Les longs déplacements, le décalage horaire et la fatigue qui s'ensuit peuvent-ils influencer les performances des équipes sportives professionnelles qui jouent deux parties en deux soirs? Difficile à démontrer hors de tout doute raisonnable, mais une étude qui vient de paraître dans le Journal of Clinical Sleep Medicine rapporte que, dans la National Basketball Association (NBA), la probabilité de remporter une partie à la maison après avoir disputé une partie à l'étranger la veille diminue en fonction de la distance parcourue.
C'est ce qu'ont constaté des chercheurs de l'Université de Calgary et de l'Université Laval après avoir analysé les performances des équipes de la NBA entre 2013 et 2020. À l'aide des statistiques compilées par la ligue, les chercheurs ont repéré 3005 parties disputées en deux jours dans deux villes différentes. Ces données leur ont permis d'explorer l'effet potentiel de la fatigue causée par les déplacements et le décalage horaire sur les performances des équipes.
Leurs analyses révèlent que la distance entre les deux villes a un effet, mais uniquement pour les séquences dont la première partie est disputée à l'étranger et la deuxième à la maison. En pareilles situations, la probabilité de remporter la deuxième partie diminue de 4% pour chaque tranche de 500 kilomètres parcourus. Selon les calculs des chercheurs, la qualité des équipes en présence explique une faible partie de l'effet observé.
Pourquoi cet effet de fatigue est-il présent lors d'un retour à la maison et pas lorsqu'une équipe dispute ses deux parties en deux soirs à l'étranger ou lorsqu'elle dispute la deuxième partie à l'étranger après avoir joué une partie à la maison? «Une hypothèse est que les joueurs veulent revenir dormir à la maison plutôt que de passer une nuit à l'hôtel.

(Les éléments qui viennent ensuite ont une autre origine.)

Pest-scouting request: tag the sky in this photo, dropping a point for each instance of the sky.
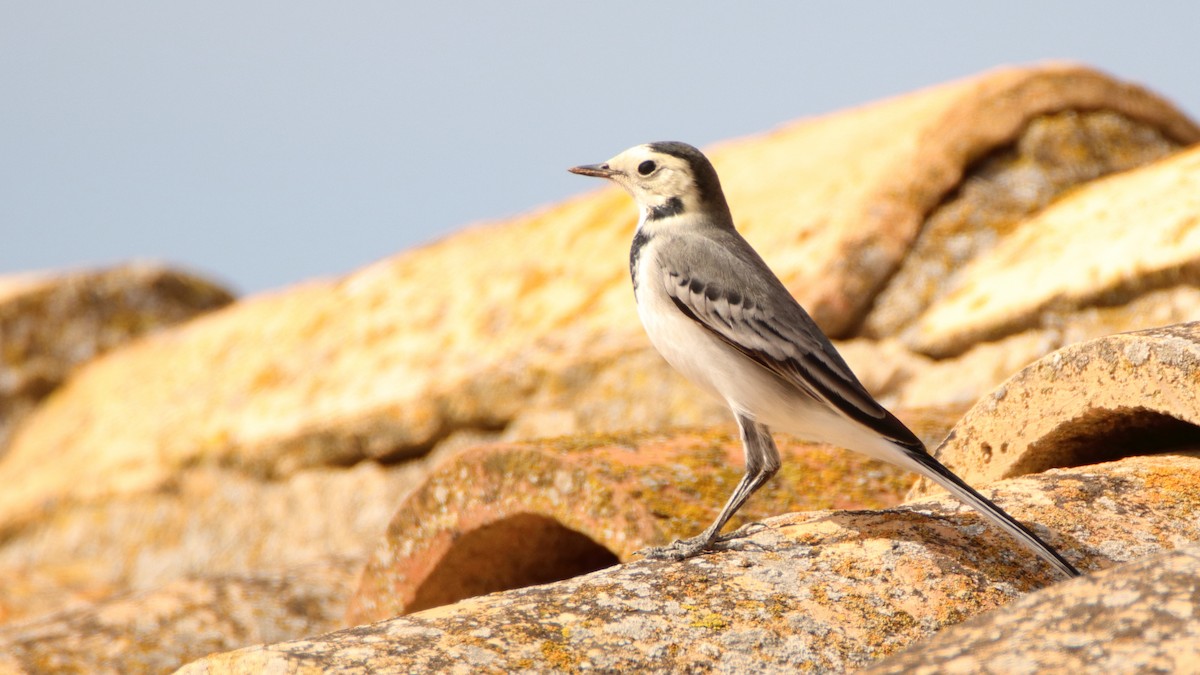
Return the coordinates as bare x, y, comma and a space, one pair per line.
268, 143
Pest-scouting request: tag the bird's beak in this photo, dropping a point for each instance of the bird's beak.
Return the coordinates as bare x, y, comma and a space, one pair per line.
599, 171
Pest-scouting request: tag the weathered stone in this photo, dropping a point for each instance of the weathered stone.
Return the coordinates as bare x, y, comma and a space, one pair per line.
827, 590
162, 629
391, 359
1135, 617
1102, 245
1089, 402
1053, 155
513, 515
52, 322
210, 521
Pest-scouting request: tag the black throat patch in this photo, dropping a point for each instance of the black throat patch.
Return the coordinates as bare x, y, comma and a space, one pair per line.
635, 252
672, 207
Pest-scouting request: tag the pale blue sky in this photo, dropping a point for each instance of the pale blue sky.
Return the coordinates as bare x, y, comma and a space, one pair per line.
265, 143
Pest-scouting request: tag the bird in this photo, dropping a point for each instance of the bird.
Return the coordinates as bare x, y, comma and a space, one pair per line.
723, 318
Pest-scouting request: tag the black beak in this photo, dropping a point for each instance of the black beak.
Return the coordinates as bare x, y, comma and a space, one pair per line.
599, 171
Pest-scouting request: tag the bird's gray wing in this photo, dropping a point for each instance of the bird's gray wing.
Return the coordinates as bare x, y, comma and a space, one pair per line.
721, 284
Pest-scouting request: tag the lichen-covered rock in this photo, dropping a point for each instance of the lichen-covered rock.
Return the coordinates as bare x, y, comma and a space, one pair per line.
1134, 617
211, 521
159, 631
52, 322
511, 515
1087, 402
1103, 245
389, 360
820, 591
1053, 155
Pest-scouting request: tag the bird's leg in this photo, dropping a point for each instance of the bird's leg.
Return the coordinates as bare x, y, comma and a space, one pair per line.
762, 463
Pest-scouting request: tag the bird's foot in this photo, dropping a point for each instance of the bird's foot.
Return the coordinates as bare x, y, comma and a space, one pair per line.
683, 549
748, 530
677, 550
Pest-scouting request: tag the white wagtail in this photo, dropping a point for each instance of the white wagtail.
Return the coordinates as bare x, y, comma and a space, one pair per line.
718, 314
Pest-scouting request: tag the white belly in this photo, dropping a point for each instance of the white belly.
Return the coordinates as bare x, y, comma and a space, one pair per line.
744, 386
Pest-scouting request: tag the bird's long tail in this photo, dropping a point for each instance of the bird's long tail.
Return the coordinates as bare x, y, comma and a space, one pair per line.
927, 465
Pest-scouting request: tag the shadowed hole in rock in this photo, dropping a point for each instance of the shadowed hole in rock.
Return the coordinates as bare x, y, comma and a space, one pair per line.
521, 550
1108, 435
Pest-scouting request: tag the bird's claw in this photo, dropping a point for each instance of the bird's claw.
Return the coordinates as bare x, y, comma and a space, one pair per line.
677, 550
747, 530
683, 549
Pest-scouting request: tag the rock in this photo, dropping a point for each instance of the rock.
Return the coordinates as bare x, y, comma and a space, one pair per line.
209, 523
513, 515
52, 322
1089, 402
162, 629
1053, 154
829, 591
1125, 237
1134, 617
388, 362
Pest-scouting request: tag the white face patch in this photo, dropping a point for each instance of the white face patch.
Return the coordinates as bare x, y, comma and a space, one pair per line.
654, 179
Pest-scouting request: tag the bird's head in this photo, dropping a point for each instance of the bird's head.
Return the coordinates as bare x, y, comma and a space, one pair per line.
666, 179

Ils voyagent donc le soir du premier match, quitte à mal dormir et à en ressentir les effets le lendemain», avance le premier auteur de l'étude, Jonathan Charest, professeur associé à l'École de psychologie de l'Université Laval.
Les chercheurs ont aussi observé que les équipes qui voyagent vers l'est ont un avantage sur celles qui voyagent vers l'ouest. «Leur pourcentage de victoire est de 45% alors qu'il est de 41% pour celles qui voyagent vers l'ouest, souligne le professeur Charest. Le pic de la performance humaine survient entre 17h et 18h. Pour une équipe de l'est qui commence une partie à 20h dans une ville située sur la côte du Pacifique, ce pic est passé depuis quelques heures. Ce n'est pas le cas pour les équipes de l'ouest qui jouent dans l'est.»
Dans une saison typique, les déplacements des équipes de la NBA représentent, en moyenne, 76 000 kilomètres, et d'importants écarts existent entre les équipes. En 2018-2019, par exemple, l'équipe de Portland était la championne des déplacements avec 87 000 kilomètres, alors que Cleveland venait au dernier rang avec 57 000 kilomètres. Depuis 2015, les séquences de deux parties en deux soirs dans deux villes ont été réduites dans la NBA, mais elles représentent encore 15% du calendrier.
— Jonathan Charest
Est-ce que tout cela peut influencer l'issue d'une saison? «L'effet peut être majeur, estime Jonathan Charest. Le temps passé dans l'avion n'est pas utilisé pour dormir, et quand il l'est, le sommeil est de moins bonne qualité. Pour des déplacements de quelques centaines de kilomètres, ce n'est pas très grave, mais c'est différent pour les longs voyages. Il y a un déficit de sommeil et des perturbations du rythme circadien. Pour ces athlètes, le sommeil est aussi important que la nutrition. Les équipes ont des nutritionnistes dans leur personnel. Elles devraient aussi avoir des spécialistes du sommeil», conclut-il.
Les autres auteurs de l'étude parue dans le Journal of Clinical Sleep Medicine sont Célyne Bastien, de l'École de psychologie de l'Université Laval et du Centre de recherche CERVO, Charles Samuels, de l'Université de Calgary, Doug Lawson, du Centre for Sleep & Human Performance de Calgary, et Michael Grandner, de l'University of Arizona College of Medicine.